The Tragic Number That Got Us All Talking About Our Clothing
1,134 is the official government death toll of the Rana Plaza building collapse in Bangladesh. The building, which collapsed in April, was home to five garment factories.
But this number isn't just about a horrible tragedy — it's about what happened next. After the collapse, the reaction outside Bangladesh was immediate. Twenty-six North American brands, including Gap, Wal-Mart and the Children's Place, formed the Alliance for Bangladesh Worker Safety. A separate group led by European brands and companies signed the Accord on Fire and Building Safety in Bangladesh with local unions in the country. In November, the two groups got together with representatives from the Bangladesh government to agree on unified factory inspection standards.
"Before Rana Plaza, the factory owners had 26 brands that were coming to them with different requirements; now you've got the 26 brands of the alliance all speaking with one voice," says Jeff Krilla, the alliance's president. "We all now have one set of standards."

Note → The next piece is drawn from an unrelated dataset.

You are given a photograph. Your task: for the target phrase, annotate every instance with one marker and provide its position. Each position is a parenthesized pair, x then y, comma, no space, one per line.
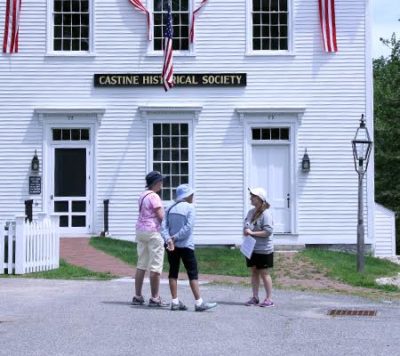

Krilla says his group is set to start conducting inspections with the new standards next month. Meantime, inspectors working on behalf of the Bangladeshi government say progress has been slow because of political turmoil inside the country. Mehedi Ahmed Ansary, a professor at the Bangladesh University of Engineering and Technology, says his group, which is assisting the government, has only been able to inspect around 60 factories in the past month. The group is assigned to check about 1,000 factories not covered by the alliance or the accord.
Inside Bangladesh, the reaction to Rana Plaza wasn't just about safety. With the world suddenly watching Bangladesh more closely, workers there saw an opportunity. This was going to be their moment to push for better working conditions and higher wages.
When I visited the country a couple of months after the building collapse, there was lots of talk about safety and working conditions, but more than anything, workers told me what they wanted was to make more money.
I met 32-year-old Shumi Hossain at an orientation for new union members in Dhaka. She told me something that a lot of workers in Bangladesh told me: Her No. 1 concern was salary and how much she was paid for overtime. Her No. 2 concern was abusive managers.
Syed Sultan Uddin Ahmed was leading the training at the Bangladesh Institute of Labor Studies, where I met Hossain. He told me that before Rana Plaza, the government was reluctant to give unions official recognition.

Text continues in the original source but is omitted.